1 | Chapter 1 | |
Theory of Operation |
Bluebird is a service and network management platform for automatic node discovery, network services monitoring, operator notification of problems, events consolidation, automatic action launching and service level performance monitoring.
The architecture must be scalable to handle the small to medium companies on a single computer and handle multiple poller approaches in a large international environment. To accomplish this, Bluebird uses a distributed architecture of a master station and one or more distributed pollers. Distributed Pollers can reside on the same processor as the master station.
The architecture aspires to the goal of allowing a distributed poller to communicate with the master station only once a day. Though most people won't do this, the architecture becomes resilient to long term disconnects from the master station to a distributed poller.
For example, assume a master station process requests new nodes from a distributed poller every 5 minutes. Should the connection from the master station to the distributed poller fail, the first time it will ask for 5 minutes of data. The next time the master station talks to the distributed poller, it will ask for 10 minutes of new nodes. The third time, it will ask for 15 minutes of data etc. When the connection between the two is established, it will download all the missing data and they will be back in synch.
Using JAVA, XML, SOAP, JSDT and servlets to communicate between the various components allows an open approach where any application which can understand XML can communicate with the most intimate areas of the product. For example, if an application would like to get events from a distributed poller, it merely queries the servlet on the distributed poller using a well defined XML data stream. The poller returns the requested events in XML. This approach opens the architecture to non-programmers and scripters. The only requirement is an XML parser.
Rather than focus solely on ICMP for determining availability of the network, Bluebird uses "synthetic transactions" to probe various services on a device. Bluebird views a network device as a series of services, including ICMP, SMTP, DNS, HTTP etc.

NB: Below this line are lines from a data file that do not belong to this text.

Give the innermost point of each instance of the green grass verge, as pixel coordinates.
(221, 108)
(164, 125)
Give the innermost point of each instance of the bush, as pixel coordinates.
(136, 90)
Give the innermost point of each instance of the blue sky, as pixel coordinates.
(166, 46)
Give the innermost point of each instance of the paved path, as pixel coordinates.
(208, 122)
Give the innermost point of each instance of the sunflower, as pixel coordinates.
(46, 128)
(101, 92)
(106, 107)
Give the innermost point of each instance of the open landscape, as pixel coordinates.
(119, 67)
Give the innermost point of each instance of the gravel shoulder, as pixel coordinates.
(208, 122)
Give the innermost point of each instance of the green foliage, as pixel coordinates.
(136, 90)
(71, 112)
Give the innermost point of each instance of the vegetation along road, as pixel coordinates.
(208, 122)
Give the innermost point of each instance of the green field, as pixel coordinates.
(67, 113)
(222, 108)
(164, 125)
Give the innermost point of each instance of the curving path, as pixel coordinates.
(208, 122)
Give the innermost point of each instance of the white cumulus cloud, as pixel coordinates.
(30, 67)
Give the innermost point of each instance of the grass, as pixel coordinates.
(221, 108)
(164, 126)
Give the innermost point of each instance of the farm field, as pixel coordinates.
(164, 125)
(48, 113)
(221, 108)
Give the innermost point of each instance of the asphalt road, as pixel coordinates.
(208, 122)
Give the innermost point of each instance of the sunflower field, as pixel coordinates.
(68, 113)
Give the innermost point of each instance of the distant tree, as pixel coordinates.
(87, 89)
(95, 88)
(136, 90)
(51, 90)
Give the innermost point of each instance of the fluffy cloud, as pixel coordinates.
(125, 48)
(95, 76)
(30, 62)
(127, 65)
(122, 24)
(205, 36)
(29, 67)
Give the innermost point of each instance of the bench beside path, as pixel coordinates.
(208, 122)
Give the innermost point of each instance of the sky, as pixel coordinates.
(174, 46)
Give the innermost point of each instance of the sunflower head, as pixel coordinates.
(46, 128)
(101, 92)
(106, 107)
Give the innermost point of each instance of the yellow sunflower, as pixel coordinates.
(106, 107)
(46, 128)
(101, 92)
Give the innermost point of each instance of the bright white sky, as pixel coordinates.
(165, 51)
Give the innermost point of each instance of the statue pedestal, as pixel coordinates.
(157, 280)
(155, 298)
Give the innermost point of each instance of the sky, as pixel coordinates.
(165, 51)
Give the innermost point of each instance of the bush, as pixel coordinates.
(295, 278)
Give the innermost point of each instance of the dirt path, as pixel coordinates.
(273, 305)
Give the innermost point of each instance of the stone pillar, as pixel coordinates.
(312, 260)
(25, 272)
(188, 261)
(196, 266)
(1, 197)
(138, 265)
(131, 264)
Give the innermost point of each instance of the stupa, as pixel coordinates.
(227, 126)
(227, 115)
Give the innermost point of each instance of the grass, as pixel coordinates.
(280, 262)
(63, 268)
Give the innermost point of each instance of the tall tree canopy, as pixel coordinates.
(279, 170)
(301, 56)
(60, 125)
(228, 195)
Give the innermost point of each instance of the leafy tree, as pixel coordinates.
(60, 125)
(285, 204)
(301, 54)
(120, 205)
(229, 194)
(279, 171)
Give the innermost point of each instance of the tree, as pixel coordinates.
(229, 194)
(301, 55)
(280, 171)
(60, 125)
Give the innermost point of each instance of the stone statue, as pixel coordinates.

Bluebird eschews the idea of topological presentation of the network for a rule-based, statistical view of the network. Rather than watching red and green icons blink on and off, Bluebird presents problems as histograms effecting service levels. If a machine fails but is not of interest, the service levels are not effected and notification is suppressed.
For limiting traffic generated by a network management system, Bluebird deploys "Bandwidth Trolls" to provide deterministic control of critical polling functions. Bandwidth Trolls throttle back Bluebird processes to pre-determined, user-defined traffic levels.
Network devices are automatically discovered using IP, (or SNMP or other protocols) queried for applicability, and added to an object database.
Pollers and other real-time components take advantage of threaded technology to eliminate queuing overhead, improve responsiveness and take advantage of multi-processor hardware technology.
Bluebird administration utilizes graphical metaphors for all configuration and maintenance tasks to reduce the time to learn and understand the product.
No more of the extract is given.